I'd point out there is nothing inherently wrong with this:

if(contact.email != null && contact.email.contains('@')

At least assuming it's used this one time.

I could have problems with this very easily:

private Boolean isEmailValid(String email){
   return email != null && email.contains('@');
}

A few things I'd watch for:

  1. Why is it private? It looks like a potentially useful stub. Is it useful enough to be a private method and no chance of it being used more widely?
  2. I wouldn't name the method IsValidEmail personally, possibly ContainsAtSign or LooksVaguelyLikeEmailAddress because it does almost no real validation, which is maybe good, maybe not what is exected.
  3. Is it being used more than once?

If it is being used once, is simple to parse, and takes less than one line I would second guess the decision. It probably isn't something I'd call out if it wasn't a particular problem from a team.
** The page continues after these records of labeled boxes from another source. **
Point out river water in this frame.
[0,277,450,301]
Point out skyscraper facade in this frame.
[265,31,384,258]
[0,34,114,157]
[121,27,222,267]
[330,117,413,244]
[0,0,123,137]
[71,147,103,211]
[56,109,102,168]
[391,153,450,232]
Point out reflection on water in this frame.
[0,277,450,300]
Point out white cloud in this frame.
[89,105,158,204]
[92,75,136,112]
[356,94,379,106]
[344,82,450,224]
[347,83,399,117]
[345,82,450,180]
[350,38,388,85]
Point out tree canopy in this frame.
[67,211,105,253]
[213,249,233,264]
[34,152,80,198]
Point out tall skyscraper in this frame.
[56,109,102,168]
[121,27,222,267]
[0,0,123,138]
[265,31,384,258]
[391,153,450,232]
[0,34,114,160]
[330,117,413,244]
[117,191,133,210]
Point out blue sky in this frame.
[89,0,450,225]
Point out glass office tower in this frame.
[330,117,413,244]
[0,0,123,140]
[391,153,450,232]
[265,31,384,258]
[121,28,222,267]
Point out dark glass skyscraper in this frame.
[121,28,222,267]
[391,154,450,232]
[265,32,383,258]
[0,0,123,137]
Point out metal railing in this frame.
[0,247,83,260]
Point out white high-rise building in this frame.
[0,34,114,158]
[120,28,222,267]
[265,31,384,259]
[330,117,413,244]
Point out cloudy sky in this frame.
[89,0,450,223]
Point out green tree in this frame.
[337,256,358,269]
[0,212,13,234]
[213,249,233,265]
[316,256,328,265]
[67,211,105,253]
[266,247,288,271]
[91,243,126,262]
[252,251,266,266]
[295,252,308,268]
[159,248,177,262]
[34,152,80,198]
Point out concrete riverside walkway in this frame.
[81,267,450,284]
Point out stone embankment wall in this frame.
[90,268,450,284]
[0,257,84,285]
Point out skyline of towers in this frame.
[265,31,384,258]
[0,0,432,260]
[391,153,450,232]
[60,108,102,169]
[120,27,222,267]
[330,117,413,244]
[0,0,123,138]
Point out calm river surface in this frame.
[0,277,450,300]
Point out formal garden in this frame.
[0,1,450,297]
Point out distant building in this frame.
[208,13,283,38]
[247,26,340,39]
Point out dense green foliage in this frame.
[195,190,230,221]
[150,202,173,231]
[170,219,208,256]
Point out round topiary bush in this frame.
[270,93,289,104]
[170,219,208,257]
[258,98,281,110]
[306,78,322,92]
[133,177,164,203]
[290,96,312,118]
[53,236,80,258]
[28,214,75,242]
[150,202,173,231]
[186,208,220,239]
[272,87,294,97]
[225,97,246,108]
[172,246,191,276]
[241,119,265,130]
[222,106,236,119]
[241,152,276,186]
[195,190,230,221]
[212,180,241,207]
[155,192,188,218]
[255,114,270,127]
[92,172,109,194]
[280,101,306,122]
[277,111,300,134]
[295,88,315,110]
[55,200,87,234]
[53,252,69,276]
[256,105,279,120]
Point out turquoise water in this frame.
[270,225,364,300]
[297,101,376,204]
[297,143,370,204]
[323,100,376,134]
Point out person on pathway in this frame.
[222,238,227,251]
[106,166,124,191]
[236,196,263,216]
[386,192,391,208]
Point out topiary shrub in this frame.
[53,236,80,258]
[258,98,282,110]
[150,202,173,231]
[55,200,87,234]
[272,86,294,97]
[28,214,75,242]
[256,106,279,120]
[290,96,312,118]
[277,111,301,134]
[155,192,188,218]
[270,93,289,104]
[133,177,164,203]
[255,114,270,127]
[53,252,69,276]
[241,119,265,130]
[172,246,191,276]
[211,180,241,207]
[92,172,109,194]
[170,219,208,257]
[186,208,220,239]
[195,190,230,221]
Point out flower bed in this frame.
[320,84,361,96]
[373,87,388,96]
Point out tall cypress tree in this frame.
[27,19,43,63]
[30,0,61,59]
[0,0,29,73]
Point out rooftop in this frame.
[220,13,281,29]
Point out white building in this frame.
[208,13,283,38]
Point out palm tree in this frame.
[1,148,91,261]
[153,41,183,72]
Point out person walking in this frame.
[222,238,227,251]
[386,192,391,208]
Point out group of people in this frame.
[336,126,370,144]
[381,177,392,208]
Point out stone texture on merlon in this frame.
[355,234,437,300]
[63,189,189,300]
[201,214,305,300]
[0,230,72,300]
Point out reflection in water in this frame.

On the other hand I have seen methods do something like this:

if (contact.email != null && contact.email.contains('@')) { ... }
else if (contact.email != null && contact.email.contains('@') && contact.email.contains("@mydomain.com")) { //headquarters email }
else if (contact.email != null && contact.email.contains('@') && (contact.email.contains("@news.mydomain.com") || contact.email.contains("@design.mydomain.com") ) { //internal contract teams }

That example is obviously not DRY.

Or even just that last statement can give another example:

if (contact.email != null && contact.email.contains('@') && (contact.email.contains("@news.mydomain.com") || contact.email.contains("@design.mydomain.com") )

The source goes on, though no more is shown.